My grandmother’s garden had always been populated with all sorts of flowers, wisely planted in order to enjoy their blooming alternately for nearly the whole year. For a long time, due to my travelling from one country to the other, the ups and downs of life and mostly the lack of space, I was happy with bunches of flowers and some rare pot plant now and then, never giving up, however, the dream of my own garden, one day. Then, I moved to a small house in the countryside with still no garden, but a terrace and stairs, large and long enough to keep a dozen of long boxes and pots.
I wasn’t sure whether the place was suitable for the flowers I wanted to grow, if there was sufficient, but not too much sun and no water shortage in July/August. Everything turned out to be perfect and it was fantastic to see around my house lots of shining columbines, dahlias, marguerites, marigolds, nasturtiums, pinks and snapdragons from spring to late summer already this very first year.
Obviously I preserved the seeds and the following spring, once spread without any growing plan, I passed my time observing tiny greens sprouting and turning into healthy, strong, blooming flowers. A fulfilling and stunning experience!

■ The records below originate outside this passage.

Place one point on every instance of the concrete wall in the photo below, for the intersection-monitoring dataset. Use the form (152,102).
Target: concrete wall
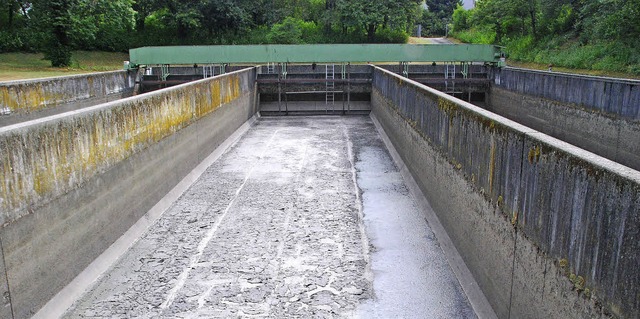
(608,135)
(547,229)
(73,183)
(608,95)
(26,97)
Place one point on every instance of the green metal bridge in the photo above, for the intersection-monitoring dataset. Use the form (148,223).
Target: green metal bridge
(315,53)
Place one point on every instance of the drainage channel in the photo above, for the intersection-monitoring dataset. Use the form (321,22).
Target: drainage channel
(301,217)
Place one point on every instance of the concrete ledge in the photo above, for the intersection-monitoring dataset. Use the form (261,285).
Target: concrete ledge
(73,183)
(607,135)
(547,229)
(619,97)
(29,96)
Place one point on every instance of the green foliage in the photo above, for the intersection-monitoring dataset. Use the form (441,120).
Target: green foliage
(391,36)
(476,35)
(287,32)
(461,18)
(590,34)
(59,55)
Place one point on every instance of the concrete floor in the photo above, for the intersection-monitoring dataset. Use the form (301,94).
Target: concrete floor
(303,217)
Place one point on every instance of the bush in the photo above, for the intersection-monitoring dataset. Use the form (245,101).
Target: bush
(59,55)
(477,36)
(386,35)
(287,32)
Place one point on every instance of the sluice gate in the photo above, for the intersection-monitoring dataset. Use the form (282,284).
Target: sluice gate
(546,229)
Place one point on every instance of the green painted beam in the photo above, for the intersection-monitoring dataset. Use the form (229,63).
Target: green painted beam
(320,53)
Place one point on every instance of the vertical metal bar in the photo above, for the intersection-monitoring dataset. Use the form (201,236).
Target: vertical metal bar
(279,94)
(349,86)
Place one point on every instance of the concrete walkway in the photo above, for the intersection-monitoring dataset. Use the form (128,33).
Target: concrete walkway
(304,217)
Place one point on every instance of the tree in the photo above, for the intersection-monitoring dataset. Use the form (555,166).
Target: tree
(371,15)
(54,18)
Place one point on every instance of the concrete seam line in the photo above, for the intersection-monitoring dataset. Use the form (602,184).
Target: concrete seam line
(476,297)
(60,303)
(112,104)
(6,276)
(590,157)
(57,78)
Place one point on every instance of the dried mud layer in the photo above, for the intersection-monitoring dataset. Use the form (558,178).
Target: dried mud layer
(304,217)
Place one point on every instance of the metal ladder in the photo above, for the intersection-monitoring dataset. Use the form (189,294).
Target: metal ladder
(208,71)
(449,78)
(330,86)
(271,68)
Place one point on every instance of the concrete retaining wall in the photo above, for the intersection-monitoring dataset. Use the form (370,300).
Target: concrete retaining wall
(608,95)
(547,229)
(73,183)
(22,97)
(605,134)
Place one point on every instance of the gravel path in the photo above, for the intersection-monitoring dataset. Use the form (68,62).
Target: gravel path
(304,217)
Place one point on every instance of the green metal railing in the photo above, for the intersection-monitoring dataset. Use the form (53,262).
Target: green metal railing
(319,53)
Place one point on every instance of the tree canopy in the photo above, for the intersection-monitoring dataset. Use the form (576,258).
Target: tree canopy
(56,27)
(589,34)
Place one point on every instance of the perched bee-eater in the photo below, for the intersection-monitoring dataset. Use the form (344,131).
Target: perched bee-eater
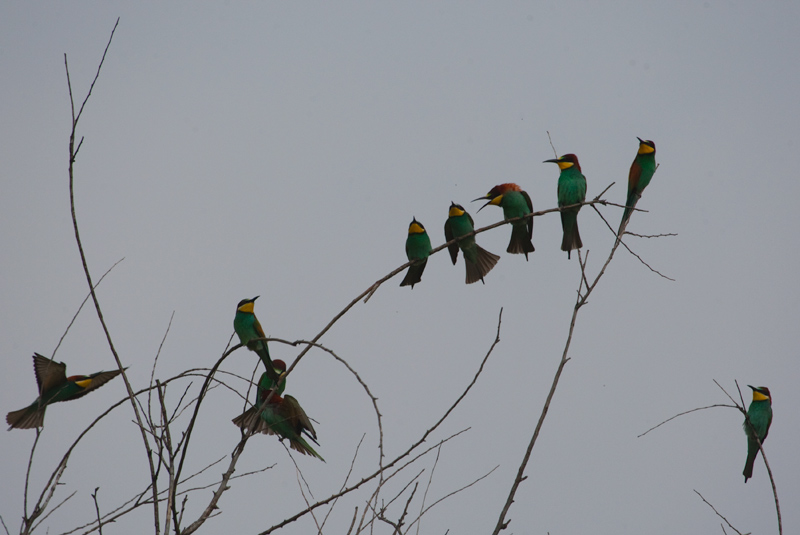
(54,386)
(760,416)
(642,169)
(515,203)
(571,190)
(478,260)
(281,416)
(418,247)
(249,331)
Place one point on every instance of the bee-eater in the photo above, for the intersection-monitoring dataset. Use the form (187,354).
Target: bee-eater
(760,416)
(515,203)
(249,330)
(251,418)
(478,260)
(571,190)
(281,416)
(54,386)
(642,169)
(418,247)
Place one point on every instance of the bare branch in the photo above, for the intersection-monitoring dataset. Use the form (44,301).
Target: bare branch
(718,514)
(53,356)
(72,156)
(97,510)
(685,412)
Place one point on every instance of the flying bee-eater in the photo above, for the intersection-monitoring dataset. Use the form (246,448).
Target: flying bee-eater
(515,203)
(571,190)
(478,260)
(55,386)
(760,416)
(251,418)
(642,169)
(418,247)
(249,331)
(281,416)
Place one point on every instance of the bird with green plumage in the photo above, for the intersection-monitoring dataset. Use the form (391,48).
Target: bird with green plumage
(249,330)
(642,170)
(54,386)
(759,418)
(571,190)
(273,414)
(418,248)
(477,260)
(515,203)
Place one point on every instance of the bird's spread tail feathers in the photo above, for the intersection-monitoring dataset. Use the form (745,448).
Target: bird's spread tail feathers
(752,451)
(485,262)
(572,237)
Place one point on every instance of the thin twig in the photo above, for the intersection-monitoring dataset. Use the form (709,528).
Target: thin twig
(97,510)
(682,413)
(77,312)
(580,301)
(718,514)
(73,152)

Spoilt by the success of my project and the intense colors making my meals on the terrace even more enjoyable, I was wondering how I could extend this great pleasure. That’s when the completely forgotten zinnia seeds I had bought the year before returned into my mind. It was August, surely too late to sow them. May/June would have been the right moment and everybody, in fact, dissuaded me from my idea. I decided to give it a try anyway and after a few weeks the soft, superlight seeds had turned into ninety centimeter tall, strong plants with plenty of buds ready to open and show the well protected inside. By now it was early October and grateful for the warm temperatures, I moved the pots every morning and afternoon to the sunniest spots letting the stems, leaves and buds absorb the heat from each and every sun beam I could get hold of. Every day, I walked down the stairs welcoming and caressing the plants gently. One by one, the heads opened and transformed the terracotta stairs into a flourishing paradise. While the autumn season was just about to paint everything with brown, red and yellow tints, the zinnias where shining in gaudy summer-orange, white and shades of pink.
November has brought the first chill, rain and little sun, but my zinnias are still standing bright and proud. I can feel them whispering “Thanks for loving us” and then, but I’m not sure “… but would you mind sowing us a little earlier next year?” I definitely will!